正如這裡所解釋的,我們可以使用自舉將逐點置信區間添加到估計的 Weibull PDF 或 CDF:
xs <- seq(10, 65, len=500) true.weibull <- rweibull(1e6, shape= fit.weibull$estimate["shape"] , scale = fit.weibull$estimate["scale"]) boot.pdf <- sapply(1:1000, function(i) { xi <- sample(x, size=length(x), replace=TRUE) MLE.est <- suppressWarnings(fitdist(xi, distr="weibull")) dweibull(xs, shape=MLE.est$estimate["shape"], scale = MLE.est$estimate["scale"]) } ) boot.cdf <- sapply(1:1000, function(i) { xi <- sample(x, size=length(x), replace=TRUE) MLE.est <- suppressWarnings(fitdist(xi, distr="weibull")) pweibull(xs, shape= MLE.est$estimate["shape"], scale = MLE.est$estimate["scale"]) } ) #----------------------------------------------------------------------------- # Plot PDF #----------------------------------------------------------------------------- par(bg="white", las=1, cex=1.2) plot(xs, boot.pdf[, 1], type="l", col=rgb(.6, .6, .6, .1), ylim=range(boot.pdf), xlab="x", ylab="Probability density") for(i in 2:ncol(boot.pdf)) lines(xs, boot.pdf[, i], col=rgb(.6, .6, .6, .1)) # Add pointwise confidence bands quants <- apply(boot.pdf, 1, quantile, c(0.025, 0.5, 0.975)) min.point <- apply(boot.pdf, 1, min, na.rm=TRUE) max.point <- apply(boot.pdf, 1, max, na.rm=TRUE) lines(xs, quants[1, ], col="red", lwd=1.5, lty=2) lines(xs, quants[3, ], col="red", lwd=1.5, lty=2) lines(xs, quants[2, ], col="darkred", lwd=2)
#----------------------------------------------------------------------------- # Plot CDF #----------------------------------------------------------------------------- par(bg="white", las=1, cex=1.2) plot(xs, boot.cdf[, 1], type="l", col=rgb(.6, .6, .6, .1), ylim=range(boot.cdf), xlab="x", ylab="F(x)") for(i in 2:ncol(boot.cdf)) lines(xs, boot.cdf[, i], col=rgb(.6, .6, .6, .1)) # Add pointwise confidence bands quants <- apply(boot.cdf, 1, quantile, c(0.025, 0.5, 0.975)) min.point <- apply(boot.cdf, 1, min, na.rm=TRUE) max.point <- apply(boot.cdf, 1, max, na.rm=TRUE) lines(xs, quants[1, ], col="red", lwd=1.5, lty=2) lines(xs, quants[3, ], col="red", lwd=1.5, lty=2) lines(xs, quants[2, ], col="darkred", lwd=2) #lines(xs, min.point, col="purple") #lines(xs, max.point, col="purple")
使用 GAMLSS 進行自動分佈擬合
該
gamlss
軟件包R
提供了嘗試許多不同分佈並根據 GAIC(廣義 Akaike 信息標準)選擇“最佳”的能力。主要功能是fitDist
。此函數中的一個重要選項是嘗試的分佈類型。例如,設置type = "realline"

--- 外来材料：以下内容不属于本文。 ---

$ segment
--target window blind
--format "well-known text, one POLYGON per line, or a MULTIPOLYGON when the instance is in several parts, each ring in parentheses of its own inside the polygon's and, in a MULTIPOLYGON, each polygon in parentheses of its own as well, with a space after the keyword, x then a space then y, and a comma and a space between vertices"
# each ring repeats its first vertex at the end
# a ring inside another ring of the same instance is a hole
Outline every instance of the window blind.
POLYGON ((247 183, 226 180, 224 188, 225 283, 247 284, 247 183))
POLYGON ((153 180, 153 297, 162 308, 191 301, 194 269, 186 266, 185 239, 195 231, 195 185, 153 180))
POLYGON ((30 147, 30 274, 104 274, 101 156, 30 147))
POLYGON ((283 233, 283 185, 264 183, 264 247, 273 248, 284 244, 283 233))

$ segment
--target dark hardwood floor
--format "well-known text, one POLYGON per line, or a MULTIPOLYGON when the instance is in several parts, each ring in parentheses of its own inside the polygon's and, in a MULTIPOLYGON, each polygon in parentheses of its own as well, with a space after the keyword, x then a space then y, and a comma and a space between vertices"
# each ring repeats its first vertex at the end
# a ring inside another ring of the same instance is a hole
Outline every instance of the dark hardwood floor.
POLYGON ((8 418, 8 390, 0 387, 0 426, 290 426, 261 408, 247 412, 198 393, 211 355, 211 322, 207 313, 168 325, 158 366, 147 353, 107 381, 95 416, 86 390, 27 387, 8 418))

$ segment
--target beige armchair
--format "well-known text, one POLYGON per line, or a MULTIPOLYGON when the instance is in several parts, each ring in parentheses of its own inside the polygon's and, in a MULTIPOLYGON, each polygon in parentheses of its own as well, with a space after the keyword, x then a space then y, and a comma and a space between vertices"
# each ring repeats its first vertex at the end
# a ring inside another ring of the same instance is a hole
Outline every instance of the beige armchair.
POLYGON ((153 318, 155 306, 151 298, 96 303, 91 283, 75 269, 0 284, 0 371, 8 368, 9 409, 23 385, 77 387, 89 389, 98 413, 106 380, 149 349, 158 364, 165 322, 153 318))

將嘗試在整個實線上定義的所有已實現分佈,而type = "realsplus"
僅嘗試在實正線上定義的分佈。另一個重要的選項是參數 $ k $ ,這是對 GAIC 的處罰。在下面的示例中,我設置了參數 $ k = 2 $ 這意味著根據經典 AIC 選擇“最佳”分佈。你可以設置 $ k $ 任何你喜歡的東西,比如 $ \log(n) $ 為 BIC。library(gamlss) library(gamlss.dist) library(gamlss.add) x <- c(37.50,46.79,48.30,46.04,43.40,39.25,38.49,49.51,40.38,36.98,40.00, 38.49,37.74,47.92,44.53,44.91,44.91,40.00,41.51,47.92,36.98,43.40, 42.26,41.89,38.87,43.02,39.25,40.38,42.64,36.98,44.15,44.91,43.40, 49.81,38.87,40.00,52.45,53.13,47.92,52.45,44.91,29.54,27.13,35.60, 45.34,43.37,54.15,42.77,42.88,44.26,27.14,39.31,24.80,16.62,30.30, 36.39,28.60,28.53,35.84,31.10,34.55,52.65,48.81,43.42,52.49,38.00, 38.65,34.54,37.70,38.11,43.05,29.95,32.48,24.63,35.33,41.34) fit <- fitDist(x, k = 2, type = "realplus", trace = FALSE, try.gamlss = TRUE) summary(fit) ******************************************************************* Family: c("WEI2", "Weibull type 2") Call: gamlssML(formula = y, family = DIST[i], data = sys.parent()) Fitting method: "nlminb" Coefficient(s): Estimate Std. Error t value Pr(>|t|) eta.mu -24.3468041 2.2141197 -10.9962 < 2.22e-16 *** eta.sigma 1.8661380 0.0892799 20.9021 < 2.22e-16 ***
根據 AIC,Weibull 分佈(更具體地說
WEI2
,它的特殊參數化)最適合數據。分佈的精確參數化在第 279 頁的文檔WEI2
中有詳細說明。讓我們通過查看蠕蟲圖(基本上是去趨勢的 QQ 圖)中的殘差來檢查擬合:我們預計殘差接近中間水平線,其中 95% 位於上虛線和下虛線之間,這相當於 95% 的逐點置信區間。在這種情況下,蠕蟲圖對我來說看起來很好,表明 Weibull 分佈是合適的。